Yes, this is one of my favorite methods Ive been working on. Right now, what he does is “sit” when he sees another dog, not every time depending on what threshold he’s at but its really coming and with the counter conditioning with food, I can also get a head whip when I call him so we can run in the opposite direction. Im incorporating play more into this now too and playing with him on sidewalks and around potential trigger zones to encourage relaxation and fun in those zones. I think it’s going well, I just wish excited greeting and leash frustration was an easier thing to find resources on. Im going through this book “Click to calm” and it’s more aimed at aggressive dogs but I think the methods still apply to frustrated puppies like Tekno. I really like the writing style and conciseness, and recommend it to others working through reactivity.


----------



## Phaz23 (May 31, 2020)

Dianaleez said:


> It's always your choice. I found that sometimes teachers were right about my human children; sometimes they weren't.

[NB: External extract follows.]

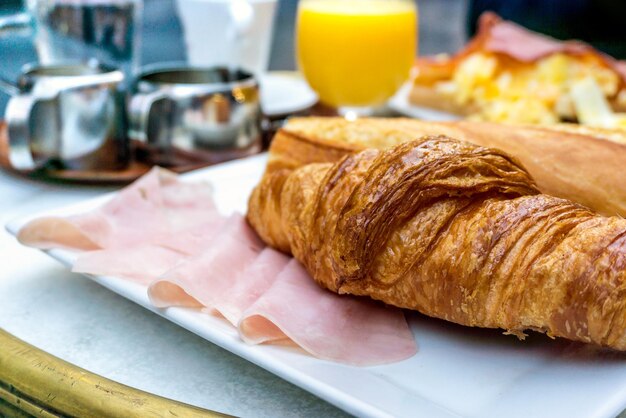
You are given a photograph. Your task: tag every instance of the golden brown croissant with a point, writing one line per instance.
(455, 231)
(581, 164)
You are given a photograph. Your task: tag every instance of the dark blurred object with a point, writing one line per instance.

I don’t think the trainer is “wrong” I think they don’t know Tekno well yet and they’re recommending something that may be a little more than he needs. I think Tekno learned to be on a leash late at over 4 months old and is still working through that restriction, and Im not sensing fear from him. I think over time the trainer will see that too. Im signed up to work with her in private and in a group class for the next couple of months. The reason Im seeking additional advice is so that I have yet language to talk with her about what Im seeing and so that I can do the best for Tekno in the immediate- and their relationship and methods will grow over time.


----------



## Raindrops (Mar 24, 2019)

Phaz23 said:


> Yes, this is one of my favorite methods Ive been working on. Right now, what he does is “sit” when he sees another dog, not every time depending on what threshold he’s at but its really coming and with the counter conditioning with food, I can also get a head whip when I call him so we can run in the opposite direction. Im incorporating play more into this now too and playing with him on sidewalks and around potential trigger zones to encourage relaxation and fun in those zones. I think it’s going well, I just wish excited greeting and leash frustration was an easier thing to find resources on. Im going through this book “Click to calm” and it’s more aimed at aggressive dogs but I think the methods still apply to frustrated puppies like Tekno. I really like the writing style and conciseness, and recommend it to others working through reactivity.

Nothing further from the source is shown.